10 Responses to “Noisy Neighbor and Unhelpful Landlord Deprive Me of Sleep. What are My Rights?”

My response: (We welcome stories, examples, explanations, answers and a touch of your personality)


February 2nd, 2013 12:00 am

Most landlords don’t want to get involved because they have this belief that every tenant is entitled to his or her own privacy. So it’s best to check your lease agreement. Maybe there is a clause there that implies that your landlord will only step in if the noise reaches the common areas like the stairs or the building lobby.


February 2nd, 2013 12:20 pm

In the apartment that I used to live, I also had the same problem. But my neighbor was doing it intentionally. He got angry because I parked my car in his spot. God knows I didn’t know that it was his. I didn?t even know that there is a certain spot for each of us in the building. That wasn’t in the agreement I signed so I figured it was just his preference. So anyway, he started making all these noises like turning his TV on overnight, having parties, stomping his feet and all of those. The worst thing was, the landlord refused to step in because of some personal reasons. I really thought it was unfair. I wasn’t getting enough sleep and all because of that single mistake. So I filed a complaint with the RPA and the I don’t know what these guys did but whatever it was, I’m deeply grateful because the problem got resolved.


February 3rd, 2013 12:40 am

I think the best thing that you can do is to question the construction of the building through your local building office. Maybe the problem is not your neighbor but maybe it’s the materials used in the construction. Have you tried asking the other tenants if they’re having the same issues? Because if they are, then yeah, it’s really the building.

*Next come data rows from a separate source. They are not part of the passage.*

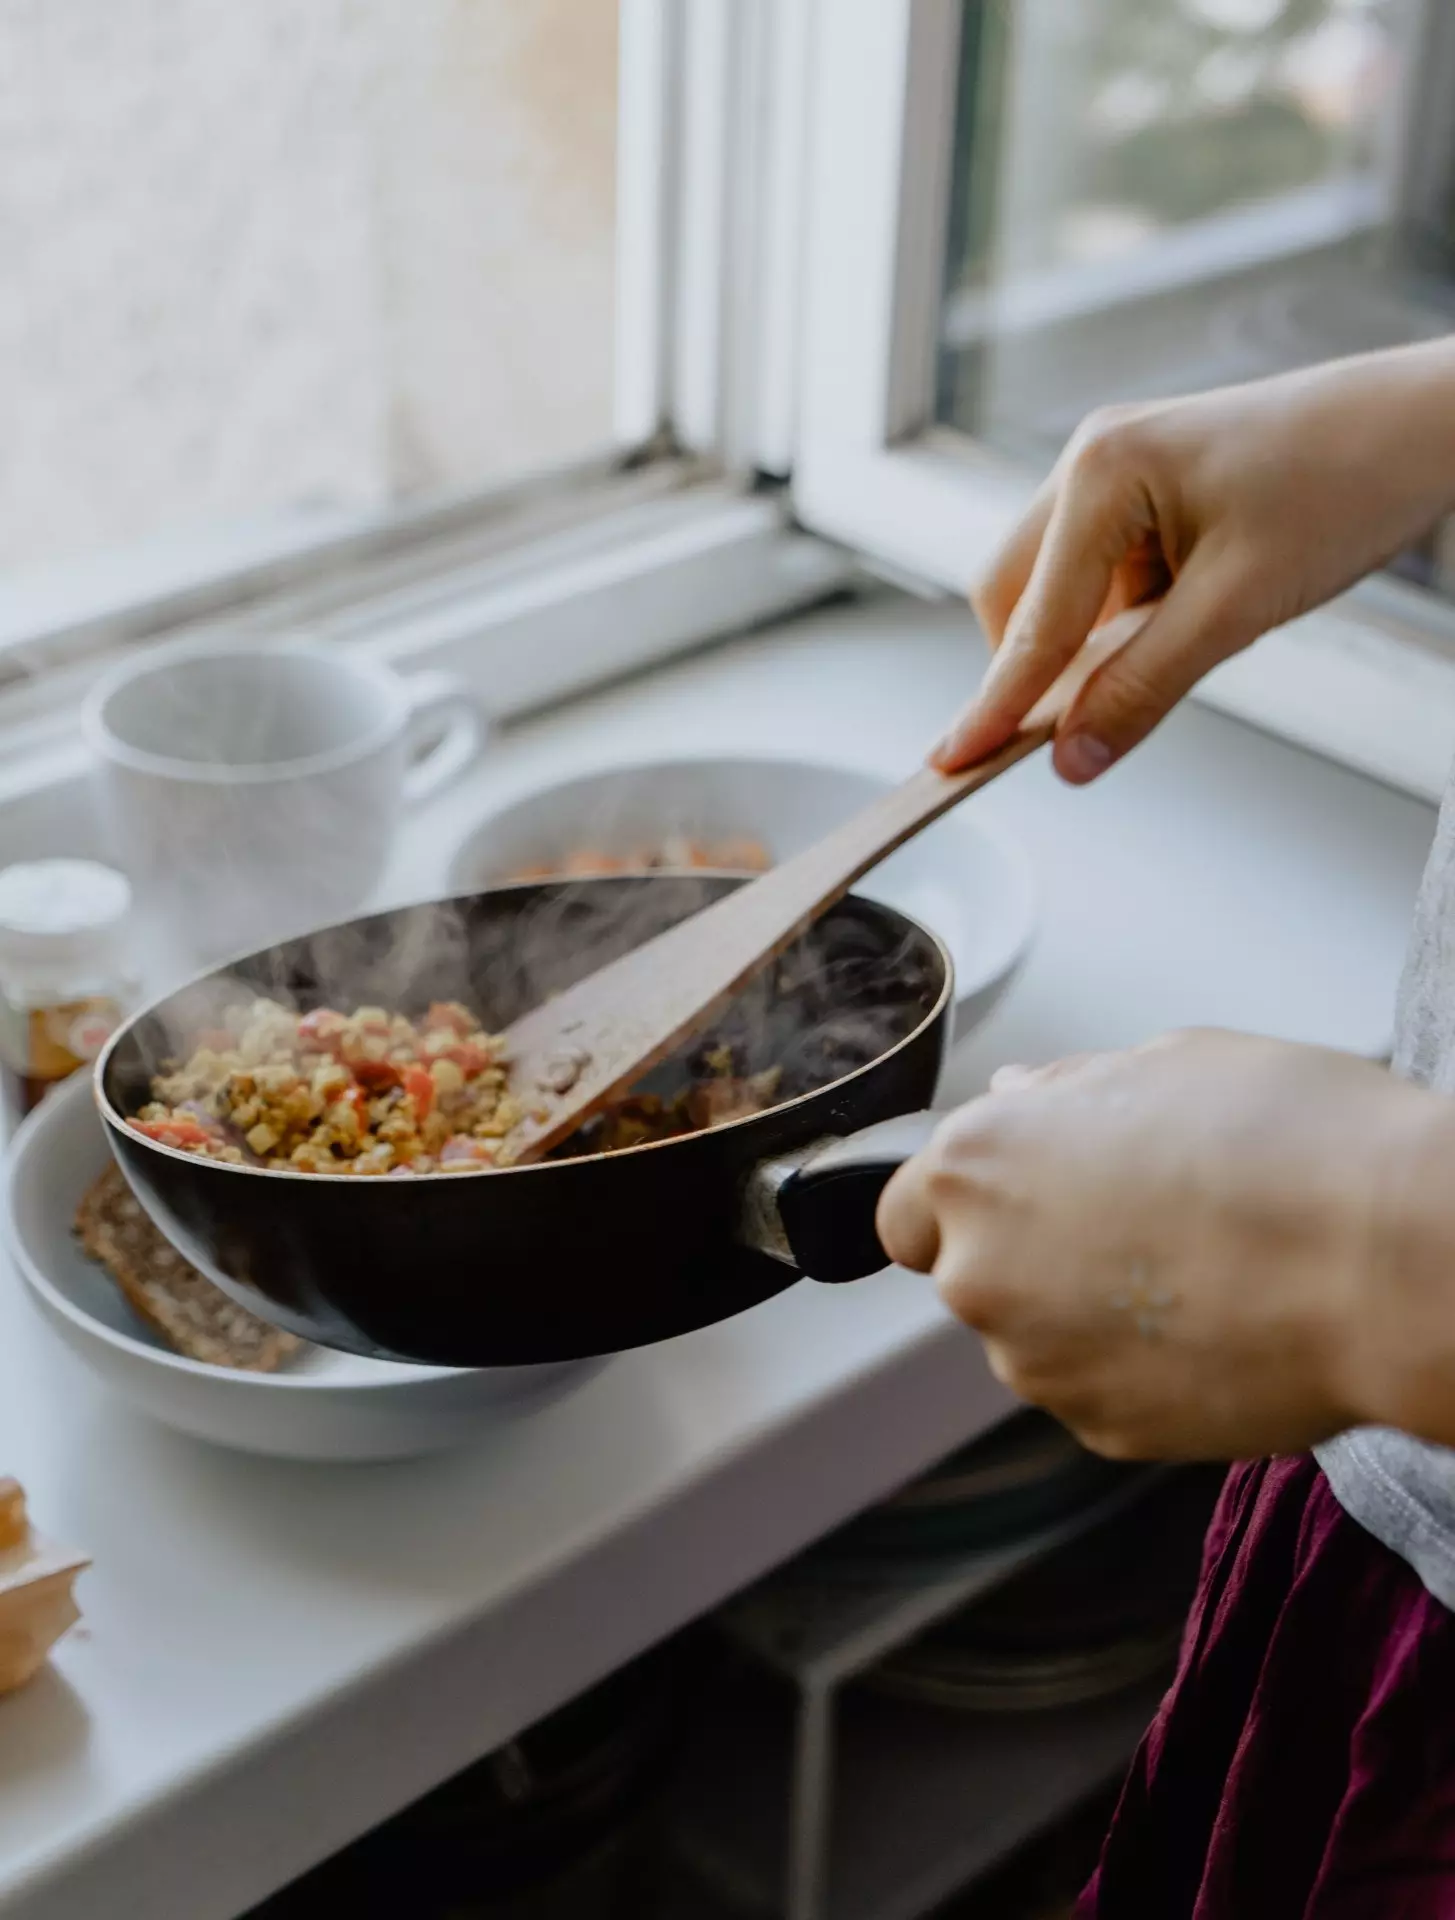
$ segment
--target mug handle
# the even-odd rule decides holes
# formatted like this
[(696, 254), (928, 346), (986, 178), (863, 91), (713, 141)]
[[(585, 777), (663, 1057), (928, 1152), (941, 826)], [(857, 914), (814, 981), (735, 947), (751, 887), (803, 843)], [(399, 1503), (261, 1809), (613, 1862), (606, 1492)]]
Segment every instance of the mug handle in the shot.
[(409, 702), (410, 743), (423, 746), (434, 740), (404, 776), (405, 801), (417, 806), (459, 779), (479, 753), (487, 729), (468, 682), (458, 674), (434, 668), (411, 674), (404, 682), (404, 697)]

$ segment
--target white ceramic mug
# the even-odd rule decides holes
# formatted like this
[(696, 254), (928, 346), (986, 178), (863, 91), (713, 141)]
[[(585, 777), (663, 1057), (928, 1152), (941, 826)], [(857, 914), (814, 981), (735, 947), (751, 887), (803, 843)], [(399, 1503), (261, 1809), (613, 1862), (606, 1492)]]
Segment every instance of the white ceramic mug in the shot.
[(198, 964), (359, 911), (404, 808), (483, 732), (452, 675), (312, 643), (148, 652), (93, 688), (84, 726), (114, 856)]

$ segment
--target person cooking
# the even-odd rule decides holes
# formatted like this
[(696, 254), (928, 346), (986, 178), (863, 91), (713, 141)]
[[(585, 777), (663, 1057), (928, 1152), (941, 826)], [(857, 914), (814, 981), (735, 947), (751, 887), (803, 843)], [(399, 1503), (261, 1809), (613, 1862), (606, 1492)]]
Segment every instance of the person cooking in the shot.
[[(1150, 604), (1059, 730), (1094, 780), (1452, 510), (1455, 341), (1095, 414), (972, 596), (992, 663), (934, 763)], [(1455, 789), (1393, 1067), (1218, 1032), (1007, 1067), (885, 1191), (1016, 1392), (1237, 1463), (1080, 1920), (1455, 1916)]]

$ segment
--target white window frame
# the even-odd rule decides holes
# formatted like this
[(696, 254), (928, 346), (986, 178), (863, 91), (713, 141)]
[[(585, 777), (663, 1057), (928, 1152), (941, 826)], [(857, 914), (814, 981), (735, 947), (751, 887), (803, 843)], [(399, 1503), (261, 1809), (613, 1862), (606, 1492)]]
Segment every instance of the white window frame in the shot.
[[(959, 592), (1036, 478), (933, 418), (959, 0), (809, 3), (811, 131), (802, 182), (784, 196), (803, 260), (795, 512), (928, 591)], [(1448, 42), (1448, 29), (1420, 0), (1411, 31)], [(1390, 191), (1417, 213), (1432, 183), (1416, 177), (1408, 141), (1392, 145)], [(1317, 244), (1344, 217), (1305, 206), (1294, 244)], [(1367, 217), (1356, 201), (1348, 218)], [(1270, 635), (1198, 697), (1433, 798), (1455, 750), (1455, 615), (1381, 581)]]

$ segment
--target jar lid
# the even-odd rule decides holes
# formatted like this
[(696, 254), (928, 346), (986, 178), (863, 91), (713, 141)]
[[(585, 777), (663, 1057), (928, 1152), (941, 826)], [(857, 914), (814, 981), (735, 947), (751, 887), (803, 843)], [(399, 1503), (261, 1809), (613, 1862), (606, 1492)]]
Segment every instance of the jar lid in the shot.
[(0, 872), (0, 965), (85, 964), (109, 954), (131, 910), (124, 874), (94, 860), (32, 860)]

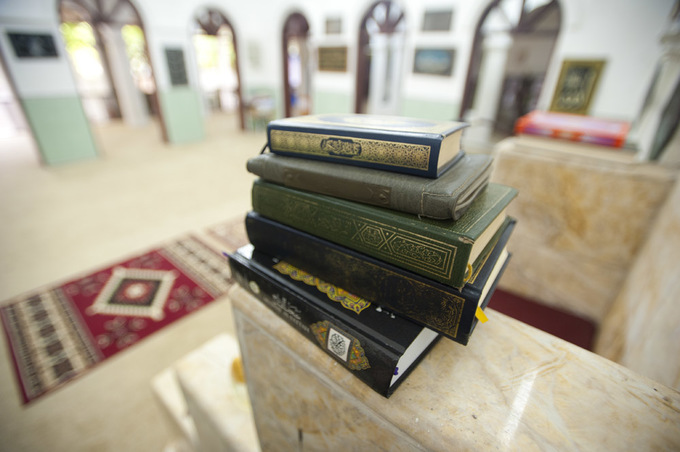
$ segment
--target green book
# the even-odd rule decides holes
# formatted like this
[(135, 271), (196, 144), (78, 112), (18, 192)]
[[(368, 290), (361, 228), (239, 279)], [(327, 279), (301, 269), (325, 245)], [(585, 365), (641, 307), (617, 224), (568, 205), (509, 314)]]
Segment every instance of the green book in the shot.
[(253, 210), (317, 237), (462, 288), (517, 190), (490, 183), (459, 220), (433, 220), (258, 179)]

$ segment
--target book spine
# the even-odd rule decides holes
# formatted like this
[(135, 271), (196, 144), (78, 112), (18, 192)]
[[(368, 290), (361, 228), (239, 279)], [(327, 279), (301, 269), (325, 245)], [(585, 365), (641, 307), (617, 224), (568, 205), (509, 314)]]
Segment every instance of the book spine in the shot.
[(409, 223), (386, 209), (260, 180), (253, 184), (252, 205), (265, 217), (435, 281), (465, 284), (471, 241), (438, 237), (426, 222)]
[(468, 341), (478, 292), (437, 284), (261, 215), (246, 216), (246, 232), (253, 246), (266, 254), (313, 271), (456, 342)]
[(329, 311), (287, 288), (284, 281), (258, 271), (243, 258), (229, 256), (236, 282), (374, 391), (389, 397), (399, 357), (392, 350), (340, 321)]
[(428, 192), (422, 180), (411, 181), (411, 176), (345, 165), (333, 165), (330, 172), (315, 164), (323, 163), (298, 158), (272, 159), (263, 154), (248, 160), (247, 169), (266, 181), (286, 187), (399, 212), (435, 219), (460, 215), (456, 211), (457, 196)]
[(367, 135), (357, 131), (329, 134), (319, 130), (277, 128), (271, 124), (267, 134), (273, 153), (437, 177), (441, 139), (422, 136), (413, 139), (398, 134)]

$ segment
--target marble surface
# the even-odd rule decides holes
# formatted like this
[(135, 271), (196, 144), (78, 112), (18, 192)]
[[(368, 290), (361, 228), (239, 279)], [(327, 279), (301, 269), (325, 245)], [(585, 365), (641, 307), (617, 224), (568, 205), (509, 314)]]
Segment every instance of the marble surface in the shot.
[(154, 391), (179, 433), (171, 441), (183, 439), (195, 452), (260, 450), (246, 385), (232, 372), (238, 357), (238, 342), (222, 333), (154, 379)]
[(520, 136), (494, 148), (492, 180), (519, 190), (501, 287), (600, 323), (677, 170), (634, 155)]
[(680, 389), (680, 184), (602, 323), (595, 351)]
[(386, 399), (245, 289), (229, 297), (263, 450), (680, 449), (680, 393), (491, 309)]

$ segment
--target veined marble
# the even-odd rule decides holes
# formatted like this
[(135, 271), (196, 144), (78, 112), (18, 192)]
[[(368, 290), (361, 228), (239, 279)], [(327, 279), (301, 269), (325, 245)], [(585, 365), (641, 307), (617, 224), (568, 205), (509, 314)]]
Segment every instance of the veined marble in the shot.
[(243, 288), (229, 296), (263, 450), (680, 449), (680, 393), (491, 309), (386, 399)]
[(595, 351), (680, 389), (680, 183), (601, 326)]
[(494, 149), (492, 180), (519, 190), (501, 287), (601, 322), (677, 171), (623, 150), (520, 136)]

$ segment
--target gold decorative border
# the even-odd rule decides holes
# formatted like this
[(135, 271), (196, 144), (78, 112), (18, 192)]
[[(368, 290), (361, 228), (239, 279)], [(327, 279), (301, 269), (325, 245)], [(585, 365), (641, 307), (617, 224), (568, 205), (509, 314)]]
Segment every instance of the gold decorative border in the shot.
[[(276, 129), (271, 130), (270, 140), (271, 148), (282, 152), (357, 160), (422, 171), (429, 168), (432, 153), (432, 147), (423, 144)], [(349, 140), (359, 145), (361, 151), (351, 157), (335, 156), (323, 148), (323, 140)]]
[(288, 275), (295, 281), (301, 281), (308, 286), (316, 287), (320, 292), (325, 293), (330, 300), (340, 302), (343, 308), (349, 309), (356, 314), (360, 314), (361, 311), (371, 305), (370, 301), (351, 294), (344, 289), (334, 286), (333, 284), (322, 281), (316, 276), (310, 275), (309, 273), (300, 270), (299, 268), (294, 267), (287, 262), (278, 262), (274, 265), (274, 268), (279, 273)]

February 3rd, 2013 1:00 pm

What personal issues would stop a landlord from intervening? Maybe he has a thing for her? Just a thought :)


February 4th, 2013 1:00 am

Are there other empty units in the same building that you can move to? At least you’re not making the lease agreement. If there is, you may want to ask your landlord if he could pay for the moving services. I mean, you can’t possibly move all your things on your own – even if it’s just within the same building.


February 4th, 2013 1:00 pm

Sorry to break this to you, honey but has it ever occurred to you that maybe your neighbor is aware of all the noise that she’s making but it’s just that she doesn’t care? I mean, there are really people like that who think that they can do anything as long as they’re paying the rent. Sad to say, these people have no idea what the true meaning of freedom is. Anyway, your landlord should set the rules and help minimize the noise. If he’s not doing his part right, file a complainst against him. At least other people would know about the problems you’s had in that apartment and they can be saved all those sleepless nights. You can be a hero to other people!


February 5th, 2013 1:20 am

The idea of giving the noisy neighbor soft slippers is really cute. I mean, if the neighbor is pretty, I definitely wouldn’t mind going up and giving them those gifts. It’s hitting two-birds with one stone. I get to possibly resolve the issue on noise myself and at the same time, I get the chance to make an impression.


February 5th, 2013 1:40 pm

This is why we, seniors, do not like renting apartments. We just can’t stand the noise. My husband and I prefer to rent a house.


February 6th, 2013 2:00 am

I have the solution to your problem and it is very, very cheap and easy to use. See that hardcover book? Whack the ceiling a few times. That takes care of the problem for me. It’ll do wonders for you too!


February 6th, 2013 2:00 pm

Thank you so much for this post! These are excellent points to begin with before jumping directly to filing a complaint and/or contacting the local building office. I know landlords will be very pissed if you didn’t try do the sweet and logical steps first. Hey, let me just add that if you consult with your local building office, your landlord might make you his least favorite. So instead, you may want to file a formal complaint with the RPA first. RPA mediates between you and an uncooperative landlord to resolve your problem faster.